Так хочется жить - Астафьев Виктор Петрович - Страница 44


Изменить размер шрифта:

44

— Не срамотил бы, блядун и пьяница, молитвы-то, не гневил бы Господа — он и без того на нас, россейских, давно сердитый… — пеняла Женяра мужу.

На что Николай Иванович, сторожась, отвечал:

— Не веруешь — не надо! Другим же веровать и душу очищать не мешай! — и строго, видать, кому-то из монахов подражая, поджимал губы, седой щетиной обметанные, — бритва у него была электрическая, киргизского производства, она шибко шумела, но не брала волос под корень.

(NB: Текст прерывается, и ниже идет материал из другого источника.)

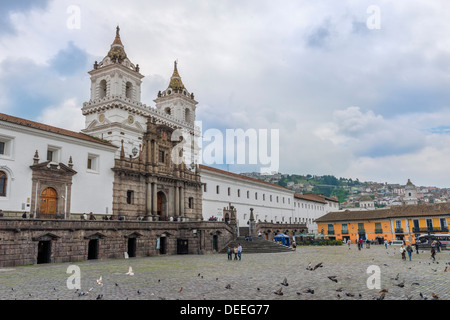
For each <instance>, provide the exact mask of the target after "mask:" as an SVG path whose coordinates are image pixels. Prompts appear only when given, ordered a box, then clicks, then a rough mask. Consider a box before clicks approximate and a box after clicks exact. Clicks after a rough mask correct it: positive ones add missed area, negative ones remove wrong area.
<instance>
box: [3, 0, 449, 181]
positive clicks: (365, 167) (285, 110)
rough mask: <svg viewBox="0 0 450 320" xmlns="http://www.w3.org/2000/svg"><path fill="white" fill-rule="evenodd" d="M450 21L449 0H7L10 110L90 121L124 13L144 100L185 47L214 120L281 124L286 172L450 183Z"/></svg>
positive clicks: (74, 128) (3, 81) (57, 122)
mask: <svg viewBox="0 0 450 320" xmlns="http://www.w3.org/2000/svg"><path fill="white" fill-rule="evenodd" d="M374 8H375V9H374ZM78 13H79V15H78ZM378 13H379V15H378ZM449 21H450V2H449V1H445V0H442V1H438V0H437V1H428V0H424V1H419V0H417V1H411V0H404V1H402V0H396V1H375V0H371V1H362V0H361V1H351V0H348V1H345V0H341V1H335V0H328V1H320V0H319V1H318V0H314V1H300V0H297V1H294V0H290V1H283V0H281V1H273V0H272V1H261V0H258V1H249V0H245V1H226V0H223V1H212V0H209V1H207V0H203V1H200V0H190V1H189V0H183V1H181V0H179V1H167V0H165V1H133V0H130V1H116V0H108V1H103V0H96V1H84V0H83V1H81V0H80V1H76V0H75V1H73V0H71V1H64V0H57V1H50V0H48V1H44V0H21V1H8V0H1V1H0V112H3V113H7V114H11V115H14V116H18V117H23V118H26V119H30V120H36V121H41V122H44V123H48V124H51V125H54V126H59V127H64V128H67V129H70V130H75V131H80V130H81V129H83V128H84V119H83V116H82V114H81V110H80V109H81V107H82V103H83V102H85V101H88V100H89V88H90V80H89V75H88V74H87V72H88V71H90V70H91V69H92V65H93V63H94V61H95V60H98V61H100V60H101V59H102V58H103V57H104V56H105V55H106V54H107V52H108V51H109V48H110V45H111V43H112V41H113V40H114V36H115V31H116V30H115V28H116V25H120V28H121V38H122V42H123V44H124V46H125V50H126V52H127V55H128V57H129V58H130V60H131V61H132V62H133V63H135V64H139V66H140V71H141V73H142V74H143V75H145V78H144V80H143V81H144V82H143V85H142V87H143V93H142V102H143V103H145V104H146V105H148V106H151V107H154V102H153V100H154V99H155V98H156V96H157V92H158V91H159V90H164V89H166V88H167V86H168V83H169V78H170V76H171V74H172V70H173V61H174V60H176V59H177V60H178V70H179V72H180V75H181V77H182V80H183V82H184V84H185V86H186V88H187V89H188V90H189V91H190V92H194V94H195V98H196V100H197V101H199V104H198V106H197V107H198V108H197V120H200V121H202V125H203V129H208V128H217V129H219V130H225V129H227V128H242V129H244V130H247V129H278V130H279V137H280V138H279V139H280V154H279V160H280V162H279V164H280V168H279V171H280V172H283V173H298V174H315V175H325V174H332V175H335V176H336V177H338V178H339V177H346V178H353V179H355V178H359V179H360V180H361V181H377V182H388V183H400V184H405V183H406V182H407V180H408V179H411V181H412V182H413V183H414V184H416V185H422V186H438V187H450V90H449V88H450V63H449V61H450V23H449ZM230 170H234V171H236V172H239V171H244V169H243V168H242V167H238V166H231V167H230Z"/></svg>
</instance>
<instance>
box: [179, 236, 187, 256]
mask: <svg viewBox="0 0 450 320" xmlns="http://www.w3.org/2000/svg"><path fill="white" fill-rule="evenodd" d="M188 243H189V242H188V240H187V239H177V254H188V253H189V250H188V249H189V246H188Z"/></svg>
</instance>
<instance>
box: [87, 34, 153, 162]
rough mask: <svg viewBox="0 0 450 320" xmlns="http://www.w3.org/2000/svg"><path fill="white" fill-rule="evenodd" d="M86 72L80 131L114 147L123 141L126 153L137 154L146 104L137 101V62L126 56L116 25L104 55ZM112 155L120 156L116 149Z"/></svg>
mask: <svg viewBox="0 0 450 320" xmlns="http://www.w3.org/2000/svg"><path fill="white" fill-rule="evenodd" d="M88 73H89V75H90V76H91V92H90V100H89V102H85V103H84V104H83V108H82V112H83V115H84V116H85V117H86V118H85V119H86V122H85V129H84V130H82V131H83V132H84V133H86V134H89V135H91V136H94V137H97V138H100V139H104V140H108V141H109V142H111V143H113V144H114V145H116V146H117V147H121V146H122V145H123V147H124V152H125V156H126V157H129V156H133V157H135V156H137V154H136V150H138V152H139V149H140V148H139V146H140V145H141V144H142V135H143V133H144V132H145V128H146V121H147V120H146V117H145V114H146V113H147V111H146V109H148V108H147V107H146V106H145V105H143V104H142V103H141V84H142V79H143V78H144V76H143V75H142V74H141V73H140V72H139V65H135V64H133V63H132V62H131V61H130V59H129V58H128V56H127V54H126V52H125V47H124V45H123V43H122V40H121V38H120V28H119V27H117V28H116V36H115V39H114V41H113V43H112V44H111V47H110V50H109V52H108V53H107V55H106V56H105V57H104V58H103V60H102V61H101V62H100V63H98V62H97V61H95V63H94V66H93V69H92V70H91V71H89V72H88ZM133 150H134V151H135V152H133ZM116 156H117V157H119V156H120V150H119V151H118V152H117V155H116Z"/></svg>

Умерла теща, Анна Меркуловна. Ехали на далекую Вишеру долго, канительно, едва к выносу тела успели. В доме хозяйничал все тот же хваткий чугрей, и при нем была молчаливая, но все видящая женщина, якобы родственница, управлявшаяся по хозяйству, довольно уже обширному. На нем-то, на хозяйстве этом, надорвалась Анна Меркуловна, которую, сказывали соседи, постоялец крепко поколачивал. Он ее, ослабевшую духом и телом, и забил-таки до смерти. Откупаясь от загребущего постояльца, вдова Белоусова переписала на него хозяйство, счет в сберкассе, все, кроме дома, — боялась женщина, догадывались дочь с зятем, что больную он мог и выбросить из дома.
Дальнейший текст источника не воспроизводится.